At a ceremony at President Shimon Peres' residence, the Likud leader Netanyahu urged Foreign Minister Tzipi Livni of the governing Kadima Party and Defense Minister Ehud Barak of the Labour Party to join his government.

Tzipi Livni, the moderate foreign minister also vying for Israel's top job, appeared to leave the door open Friday to teaming up with Netanyahu. However, her price for doing so may well be too high: a rotation arrangement in which both she and Netanyahu would serve as prime minister.

Call for unity government

President Peres' decision to tap Netanyahu - popularly known as Bibi in Israel - ended days of speculation and gave him six weeks to put together a ruling coalition.

The question now is whether Netanyahu will form a narrow government with his hard-line allies or a broad government along with Livni.

His choice will have serious ramifications for Mideast peacemaking.

"I call on the members of all the factions ... to set politics aside and put the good of the nation at the center," former PMNetanyahu said during a low-key ceremony at the president's residence in Jerusalem, according to the Associated Press.

Emerging from her meeting with Peres, the Kadima leader Livni said she would not join a hard-line government and was prepared to sit in the opposition "if necessary."

"I will not be able to serve as a cover for a lack of direction. I want to lead Israel in a way I believe in, to advance a peace process based on two states for two peoples," Livni said.

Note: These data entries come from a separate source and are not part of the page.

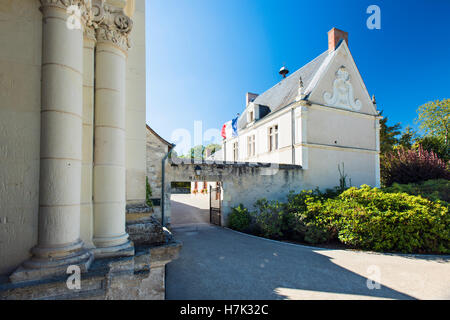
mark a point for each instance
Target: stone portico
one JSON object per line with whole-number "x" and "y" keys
{"x": 90, "y": 161}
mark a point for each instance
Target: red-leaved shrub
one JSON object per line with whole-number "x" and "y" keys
{"x": 407, "y": 166}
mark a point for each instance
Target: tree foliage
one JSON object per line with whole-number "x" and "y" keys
{"x": 434, "y": 119}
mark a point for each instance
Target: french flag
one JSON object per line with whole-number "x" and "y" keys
{"x": 229, "y": 129}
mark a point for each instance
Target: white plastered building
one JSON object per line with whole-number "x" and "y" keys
{"x": 319, "y": 117}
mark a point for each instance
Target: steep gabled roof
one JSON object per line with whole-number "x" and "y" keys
{"x": 285, "y": 91}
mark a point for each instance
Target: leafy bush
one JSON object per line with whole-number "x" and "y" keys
{"x": 239, "y": 219}
{"x": 434, "y": 144}
{"x": 270, "y": 218}
{"x": 408, "y": 166}
{"x": 363, "y": 218}
{"x": 375, "y": 220}
{"x": 433, "y": 190}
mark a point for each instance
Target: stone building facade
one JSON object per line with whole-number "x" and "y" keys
{"x": 157, "y": 148}
{"x": 319, "y": 117}
{"x": 73, "y": 151}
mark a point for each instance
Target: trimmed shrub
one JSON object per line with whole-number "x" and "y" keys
{"x": 365, "y": 218}
{"x": 239, "y": 219}
{"x": 375, "y": 220}
{"x": 434, "y": 190}
{"x": 270, "y": 218}
{"x": 408, "y": 166}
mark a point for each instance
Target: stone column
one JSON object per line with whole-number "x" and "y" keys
{"x": 110, "y": 237}
{"x": 377, "y": 156}
{"x": 88, "y": 136}
{"x": 59, "y": 243}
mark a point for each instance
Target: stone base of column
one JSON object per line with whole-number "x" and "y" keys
{"x": 44, "y": 264}
{"x": 122, "y": 250}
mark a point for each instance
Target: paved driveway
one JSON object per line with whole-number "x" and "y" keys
{"x": 189, "y": 209}
{"x": 217, "y": 263}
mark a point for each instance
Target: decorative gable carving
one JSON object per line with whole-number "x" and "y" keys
{"x": 342, "y": 96}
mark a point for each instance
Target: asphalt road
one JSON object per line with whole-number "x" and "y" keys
{"x": 217, "y": 263}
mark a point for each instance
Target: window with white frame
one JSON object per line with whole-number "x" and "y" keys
{"x": 235, "y": 151}
{"x": 251, "y": 146}
{"x": 273, "y": 138}
{"x": 251, "y": 116}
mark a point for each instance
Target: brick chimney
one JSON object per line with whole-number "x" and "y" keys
{"x": 334, "y": 36}
{"x": 250, "y": 97}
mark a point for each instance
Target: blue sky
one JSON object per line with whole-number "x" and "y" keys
{"x": 204, "y": 55}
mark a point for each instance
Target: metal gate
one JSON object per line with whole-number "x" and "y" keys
{"x": 215, "y": 206}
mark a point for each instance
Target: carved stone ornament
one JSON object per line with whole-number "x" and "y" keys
{"x": 342, "y": 92}
{"x": 80, "y": 10}
{"x": 111, "y": 24}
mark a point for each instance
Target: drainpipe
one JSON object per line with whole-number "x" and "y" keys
{"x": 293, "y": 134}
{"x": 163, "y": 178}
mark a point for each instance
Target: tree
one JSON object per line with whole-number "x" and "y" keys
{"x": 388, "y": 135}
{"x": 199, "y": 152}
{"x": 435, "y": 145}
{"x": 434, "y": 119}
{"x": 407, "y": 138}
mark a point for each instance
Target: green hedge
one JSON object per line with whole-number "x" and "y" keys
{"x": 432, "y": 189}
{"x": 366, "y": 218}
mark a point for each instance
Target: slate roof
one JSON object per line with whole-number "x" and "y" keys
{"x": 285, "y": 91}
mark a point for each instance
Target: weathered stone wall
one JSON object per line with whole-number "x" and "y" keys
{"x": 135, "y": 109}
{"x": 156, "y": 150}
{"x": 20, "y": 107}
{"x": 242, "y": 182}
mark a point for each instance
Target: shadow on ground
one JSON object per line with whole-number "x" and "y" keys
{"x": 217, "y": 263}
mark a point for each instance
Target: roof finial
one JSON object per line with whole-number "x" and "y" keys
{"x": 284, "y": 71}
{"x": 301, "y": 90}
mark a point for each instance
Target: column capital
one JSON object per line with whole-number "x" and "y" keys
{"x": 112, "y": 24}
{"x": 79, "y": 12}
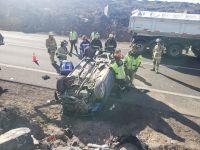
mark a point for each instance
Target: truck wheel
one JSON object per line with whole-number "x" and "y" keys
{"x": 175, "y": 50}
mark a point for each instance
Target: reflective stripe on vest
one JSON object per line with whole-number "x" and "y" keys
{"x": 73, "y": 36}
{"x": 119, "y": 71}
{"x": 132, "y": 62}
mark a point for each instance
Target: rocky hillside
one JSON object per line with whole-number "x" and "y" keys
{"x": 84, "y": 16}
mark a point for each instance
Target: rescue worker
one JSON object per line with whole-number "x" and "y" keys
{"x": 158, "y": 51}
{"x": 84, "y": 44}
{"x": 92, "y": 36}
{"x": 120, "y": 76}
{"x": 51, "y": 47}
{"x": 110, "y": 44}
{"x": 132, "y": 62}
{"x": 96, "y": 42}
{"x": 62, "y": 52}
{"x": 73, "y": 38}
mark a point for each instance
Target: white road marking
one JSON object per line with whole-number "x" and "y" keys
{"x": 139, "y": 87}
{"x": 29, "y": 69}
{"x": 168, "y": 92}
{"x": 171, "y": 66}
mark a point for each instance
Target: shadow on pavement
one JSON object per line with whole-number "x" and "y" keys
{"x": 129, "y": 116}
{"x": 182, "y": 83}
{"x": 184, "y": 61}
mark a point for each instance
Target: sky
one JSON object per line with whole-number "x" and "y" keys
{"x": 188, "y": 1}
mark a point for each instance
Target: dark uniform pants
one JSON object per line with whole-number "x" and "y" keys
{"x": 73, "y": 45}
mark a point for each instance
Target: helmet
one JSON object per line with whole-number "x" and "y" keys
{"x": 117, "y": 54}
{"x": 84, "y": 37}
{"x": 158, "y": 40}
{"x": 111, "y": 35}
{"x": 51, "y": 34}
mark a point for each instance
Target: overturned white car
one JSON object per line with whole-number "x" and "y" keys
{"x": 88, "y": 86}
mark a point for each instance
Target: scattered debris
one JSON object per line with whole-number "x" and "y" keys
{"x": 68, "y": 132}
{"x": 18, "y": 139}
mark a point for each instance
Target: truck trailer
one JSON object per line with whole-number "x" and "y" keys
{"x": 178, "y": 31}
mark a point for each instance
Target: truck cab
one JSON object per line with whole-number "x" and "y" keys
{"x": 177, "y": 31}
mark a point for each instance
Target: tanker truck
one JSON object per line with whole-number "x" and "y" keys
{"x": 177, "y": 31}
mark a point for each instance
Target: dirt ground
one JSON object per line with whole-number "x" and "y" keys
{"x": 157, "y": 128}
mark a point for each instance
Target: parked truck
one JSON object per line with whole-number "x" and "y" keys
{"x": 178, "y": 31}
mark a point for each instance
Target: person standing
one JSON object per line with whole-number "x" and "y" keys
{"x": 110, "y": 44}
{"x": 132, "y": 62}
{"x": 84, "y": 44}
{"x": 119, "y": 71}
{"x": 92, "y": 36}
{"x": 96, "y": 42}
{"x": 51, "y": 47}
{"x": 62, "y": 52}
{"x": 158, "y": 51}
{"x": 73, "y": 38}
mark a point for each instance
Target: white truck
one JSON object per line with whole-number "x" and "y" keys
{"x": 177, "y": 31}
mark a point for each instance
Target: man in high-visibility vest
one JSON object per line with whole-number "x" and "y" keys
{"x": 92, "y": 36}
{"x": 132, "y": 62}
{"x": 158, "y": 51}
{"x": 96, "y": 42}
{"x": 62, "y": 52}
{"x": 110, "y": 44}
{"x": 51, "y": 47}
{"x": 119, "y": 71}
{"x": 73, "y": 38}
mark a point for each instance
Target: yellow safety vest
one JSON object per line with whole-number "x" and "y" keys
{"x": 132, "y": 62}
{"x": 73, "y": 35}
{"x": 119, "y": 71}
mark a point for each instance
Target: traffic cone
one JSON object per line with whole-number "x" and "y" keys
{"x": 34, "y": 58}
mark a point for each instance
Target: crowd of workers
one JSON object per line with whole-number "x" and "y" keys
{"x": 124, "y": 68}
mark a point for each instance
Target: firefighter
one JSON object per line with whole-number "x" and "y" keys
{"x": 110, "y": 44}
{"x": 84, "y": 44}
{"x": 73, "y": 38}
{"x": 158, "y": 51}
{"x": 62, "y": 52}
{"x": 51, "y": 47}
{"x": 120, "y": 76}
{"x": 132, "y": 62}
{"x": 92, "y": 36}
{"x": 96, "y": 42}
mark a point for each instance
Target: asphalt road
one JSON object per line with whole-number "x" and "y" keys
{"x": 177, "y": 85}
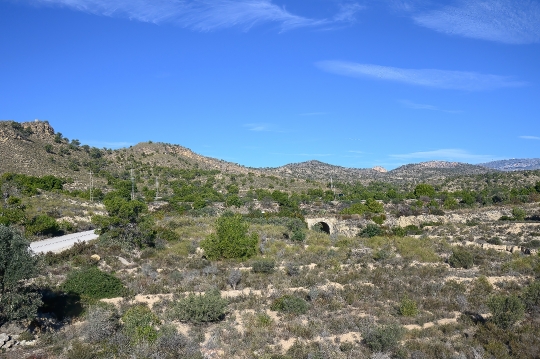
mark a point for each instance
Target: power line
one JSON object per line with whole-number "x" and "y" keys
{"x": 132, "y": 186}
{"x": 91, "y": 187}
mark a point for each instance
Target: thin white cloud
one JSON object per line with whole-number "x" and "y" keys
{"x": 258, "y": 127}
{"x": 530, "y": 137}
{"x": 105, "y": 144}
{"x": 419, "y": 106}
{"x": 506, "y": 21}
{"x": 302, "y": 154}
{"x": 348, "y": 12}
{"x": 204, "y": 15}
{"x": 444, "y": 79}
{"x": 450, "y": 154}
{"x": 314, "y": 114}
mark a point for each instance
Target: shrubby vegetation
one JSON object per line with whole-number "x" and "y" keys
{"x": 18, "y": 299}
{"x": 91, "y": 284}
{"x": 231, "y": 239}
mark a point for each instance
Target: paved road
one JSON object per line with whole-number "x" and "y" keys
{"x": 59, "y": 244}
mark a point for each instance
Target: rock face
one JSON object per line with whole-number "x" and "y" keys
{"x": 514, "y": 164}
{"x": 40, "y": 129}
{"x": 380, "y": 169}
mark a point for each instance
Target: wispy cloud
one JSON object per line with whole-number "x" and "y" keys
{"x": 446, "y": 155}
{"x": 302, "y": 154}
{"x": 204, "y": 15}
{"x": 348, "y": 12}
{"x": 313, "y": 114}
{"x": 258, "y": 127}
{"x": 506, "y": 21}
{"x": 102, "y": 144}
{"x": 419, "y": 106}
{"x": 444, "y": 79}
{"x": 530, "y": 137}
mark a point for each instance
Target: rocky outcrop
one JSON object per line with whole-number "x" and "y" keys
{"x": 40, "y": 129}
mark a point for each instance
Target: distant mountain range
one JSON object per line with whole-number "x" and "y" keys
{"x": 35, "y": 148}
{"x": 433, "y": 170}
{"x": 523, "y": 164}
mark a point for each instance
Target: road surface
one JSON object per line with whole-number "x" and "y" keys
{"x": 59, "y": 244}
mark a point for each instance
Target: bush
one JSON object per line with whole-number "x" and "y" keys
{"x": 201, "y": 308}
{"x": 506, "y": 310}
{"x": 92, "y": 283}
{"x": 101, "y": 323}
{"x": 495, "y": 241}
{"x": 290, "y": 304}
{"x": 263, "y": 266}
{"x": 531, "y": 296}
{"x": 408, "y": 308}
{"x": 139, "y": 324}
{"x": 234, "y": 278}
{"x": 231, "y": 239}
{"x": 461, "y": 258}
{"x": 371, "y": 230}
{"x": 519, "y": 214}
{"x": 424, "y": 189}
{"x": 384, "y": 338}
{"x": 42, "y": 224}
{"x": 17, "y": 265}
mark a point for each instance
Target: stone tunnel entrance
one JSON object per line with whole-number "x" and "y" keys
{"x": 322, "y": 226}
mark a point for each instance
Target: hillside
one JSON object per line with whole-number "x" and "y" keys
{"x": 523, "y": 164}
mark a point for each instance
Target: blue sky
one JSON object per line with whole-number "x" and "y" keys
{"x": 269, "y": 82}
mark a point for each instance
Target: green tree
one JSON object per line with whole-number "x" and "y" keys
{"x": 42, "y": 224}
{"x": 231, "y": 239}
{"x": 506, "y": 310}
{"x": 461, "y": 258}
{"x": 424, "y": 189}
{"x": 17, "y": 265}
{"x": 450, "y": 202}
{"x": 518, "y": 213}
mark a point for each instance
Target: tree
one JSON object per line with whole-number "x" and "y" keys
{"x": 17, "y": 265}
{"x": 519, "y": 213}
{"x": 506, "y": 310}
{"x": 424, "y": 189}
{"x": 231, "y": 239}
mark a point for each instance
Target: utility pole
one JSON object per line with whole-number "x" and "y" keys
{"x": 157, "y": 189}
{"x": 132, "y": 186}
{"x": 91, "y": 187}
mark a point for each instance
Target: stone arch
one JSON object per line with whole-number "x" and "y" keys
{"x": 325, "y": 227}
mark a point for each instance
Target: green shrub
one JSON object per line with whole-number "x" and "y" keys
{"x": 495, "y": 241}
{"x": 201, "y": 308}
{"x": 290, "y": 304}
{"x": 424, "y": 189}
{"x": 384, "y": 338}
{"x": 263, "y": 266}
{"x": 42, "y": 224}
{"x": 371, "y": 230}
{"x": 461, "y": 258}
{"x": 139, "y": 324}
{"x": 408, "y": 308}
{"x": 519, "y": 214}
{"x": 92, "y": 283}
{"x": 379, "y": 219}
{"x": 531, "y": 296}
{"x": 17, "y": 266}
{"x": 506, "y": 310}
{"x": 231, "y": 239}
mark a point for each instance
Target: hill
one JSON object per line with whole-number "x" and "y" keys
{"x": 523, "y": 164}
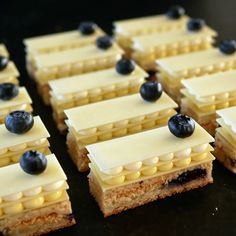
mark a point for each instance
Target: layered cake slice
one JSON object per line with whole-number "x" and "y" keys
{"x": 126, "y": 78}
{"x": 86, "y": 34}
{"x": 196, "y": 36}
{"x": 20, "y": 133}
{"x": 201, "y": 101}
{"x": 125, "y": 30}
{"x": 97, "y": 56}
{"x": 174, "y": 69}
{"x": 225, "y": 144}
{"x": 33, "y": 195}
{"x": 13, "y": 98}
{"x": 134, "y": 170}
{"x": 114, "y": 118}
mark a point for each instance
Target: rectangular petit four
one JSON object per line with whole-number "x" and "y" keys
{"x": 125, "y": 30}
{"x": 113, "y": 118}
{"x": 206, "y": 94}
{"x": 60, "y": 41}
{"x": 148, "y": 48}
{"x": 21, "y": 102}
{"x": 92, "y": 87}
{"x": 131, "y": 171}
{"x": 56, "y": 65}
{"x": 225, "y": 144}
{"x": 174, "y": 69}
{"x": 13, "y": 145}
{"x": 34, "y": 204}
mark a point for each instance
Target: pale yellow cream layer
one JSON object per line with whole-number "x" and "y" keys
{"x": 16, "y": 180}
{"x": 141, "y": 146}
{"x": 114, "y": 110}
{"x": 60, "y": 39}
{"x": 3, "y": 51}
{"x": 99, "y": 79}
{"x": 141, "y": 25}
{"x": 193, "y": 60}
{"x": 75, "y": 55}
{"x": 175, "y": 38}
{"x": 37, "y": 132}
{"x": 214, "y": 84}
{"x": 9, "y": 71}
{"x": 22, "y": 98}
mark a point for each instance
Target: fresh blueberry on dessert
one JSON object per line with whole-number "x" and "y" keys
{"x": 19, "y": 122}
{"x": 181, "y": 126}
{"x": 33, "y": 162}
{"x": 175, "y": 12}
{"x": 195, "y": 24}
{"x": 125, "y": 66}
{"x": 104, "y": 42}
{"x": 3, "y": 62}
{"x": 228, "y": 46}
{"x": 87, "y": 27}
{"x": 151, "y": 91}
{"x": 8, "y": 91}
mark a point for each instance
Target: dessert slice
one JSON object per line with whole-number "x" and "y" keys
{"x": 201, "y": 101}
{"x": 92, "y": 87}
{"x": 104, "y": 54}
{"x": 34, "y": 200}
{"x": 86, "y": 34}
{"x": 225, "y": 144}
{"x": 131, "y": 171}
{"x": 114, "y": 118}
{"x": 125, "y": 30}
{"x": 13, "y": 98}
{"x": 174, "y": 69}
{"x": 21, "y": 133}
{"x": 196, "y": 36}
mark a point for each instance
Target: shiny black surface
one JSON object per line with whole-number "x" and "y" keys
{"x": 207, "y": 211}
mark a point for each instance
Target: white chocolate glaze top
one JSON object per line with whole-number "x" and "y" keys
{"x": 97, "y": 79}
{"x": 57, "y": 39}
{"x": 142, "y": 146}
{"x": 16, "y": 180}
{"x": 181, "y": 36}
{"x": 114, "y": 110}
{"x": 22, "y": 98}
{"x": 229, "y": 117}
{"x": 134, "y": 26}
{"x": 37, "y": 132}
{"x": 211, "y": 84}
{"x": 75, "y": 55}
{"x": 195, "y": 59}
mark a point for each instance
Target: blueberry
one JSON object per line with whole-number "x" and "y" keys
{"x": 151, "y": 91}
{"x": 181, "y": 125}
{"x": 104, "y": 42}
{"x": 195, "y": 24}
{"x": 3, "y": 62}
{"x": 87, "y": 27}
{"x": 19, "y": 122}
{"x": 175, "y": 12}
{"x": 33, "y": 162}
{"x": 125, "y": 66}
{"x": 227, "y": 46}
{"x": 8, "y": 91}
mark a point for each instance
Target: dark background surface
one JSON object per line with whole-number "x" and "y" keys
{"x": 207, "y": 211}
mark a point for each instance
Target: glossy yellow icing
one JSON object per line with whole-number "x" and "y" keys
{"x": 22, "y": 98}
{"x": 120, "y": 152}
{"x": 124, "y": 108}
{"x": 87, "y": 82}
{"x": 9, "y": 139}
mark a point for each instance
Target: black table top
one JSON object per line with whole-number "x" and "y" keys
{"x": 207, "y": 211}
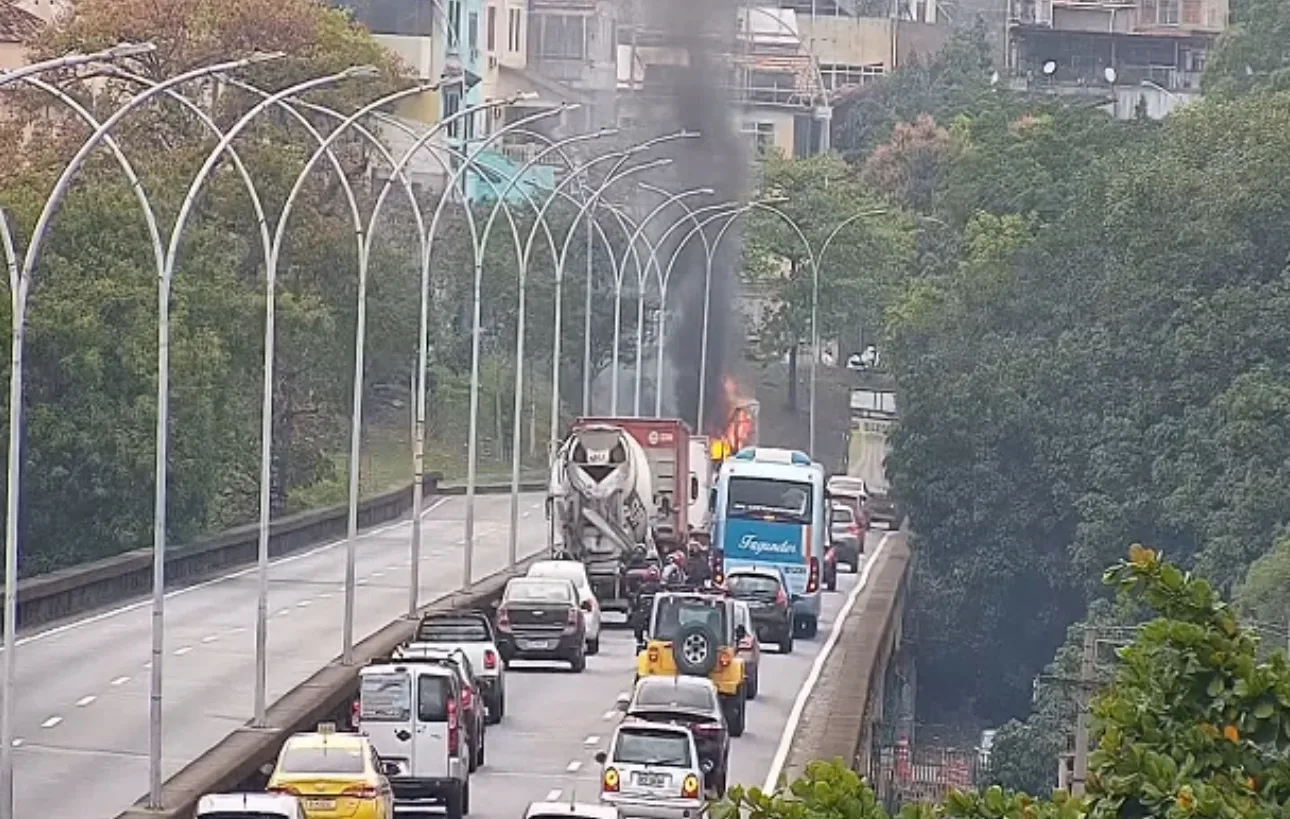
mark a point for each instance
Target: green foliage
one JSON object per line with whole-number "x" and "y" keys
{"x": 1192, "y": 724}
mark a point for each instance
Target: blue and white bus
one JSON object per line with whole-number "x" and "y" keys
{"x": 770, "y": 508}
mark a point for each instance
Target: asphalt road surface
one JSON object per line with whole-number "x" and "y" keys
{"x": 555, "y": 720}
{"x": 83, "y": 688}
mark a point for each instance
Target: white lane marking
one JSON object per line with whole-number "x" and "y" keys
{"x": 795, "y": 716}
{"x": 240, "y": 573}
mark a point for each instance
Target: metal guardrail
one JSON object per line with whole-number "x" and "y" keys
{"x": 67, "y": 592}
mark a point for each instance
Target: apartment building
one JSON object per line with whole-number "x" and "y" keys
{"x": 1138, "y": 54}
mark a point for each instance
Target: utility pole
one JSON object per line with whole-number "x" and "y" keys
{"x": 1088, "y": 681}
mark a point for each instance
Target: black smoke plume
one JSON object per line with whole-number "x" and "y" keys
{"x": 701, "y": 102}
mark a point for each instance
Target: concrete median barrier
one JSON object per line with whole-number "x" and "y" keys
{"x": 839, "y": 716}
{"x": 235, "y": 762}
{"x": 78, "y": 590}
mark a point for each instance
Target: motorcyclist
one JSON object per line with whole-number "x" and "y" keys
{"x": 674, "y": 573}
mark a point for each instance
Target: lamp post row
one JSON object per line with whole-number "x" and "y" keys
{"x": 21, "y": 271}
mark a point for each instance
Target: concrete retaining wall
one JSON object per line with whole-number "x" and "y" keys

In his brief speech, Netanyahu did not directly mention Israeli-Palestinian peace talks and made no mention of the U.S.-backed two-state solution, focusing instead on what he said was the threat from Iran.

"Iran is seeking to obtain a nuclear weapon and constitutes the gravest threat to our existence since the war of independence. The responsibility we face is to achieve security for our country, peace with our neighbors and unity among us," Agence France-Presse quoted him as saying.

Palestinians wait commitment

Reacting to the nomination, the Palestinian Authority said it would not deal with the new Israeli government if it is not committed to the peace process.

"We will not deal with the Israeli government unless it accepts a two-state solution and accepts to halt settlements and to respect past accords," President Mahmud Abbas's spokesman Nabil Abu Rudeina said.

The choice of Netanyahu was cemented on Thursday when Avigdor Lieberman, who heads the hawkish Yisrael Beiteinu (Israel Our Home) Party, endorsed Netanyahu.

Lieberman's party, which based its campaign on requiring Israel's Arab citizens to swear loyalty to the Jewish state or lose their citizenship, came in third place in the Feb. 10 election, after Kadima and Netanyahu's Likud.

With the Kadima leader Livni out, Netanyahu might have little choice but to forge a coalition with nationalist and religious parties opposed to peacemaking with the Palestinians and Israel's other Arab neighbors.

This could set Israel on a collision course with the U.S., the Jewish state's top international patron, and its new president, who has vowed to make Mideast peace a top priority. Netanyahu's hold on power would be more tenuous in a narrow coalition of rightists, where his allies could bring down the government in the face of any concession for peace.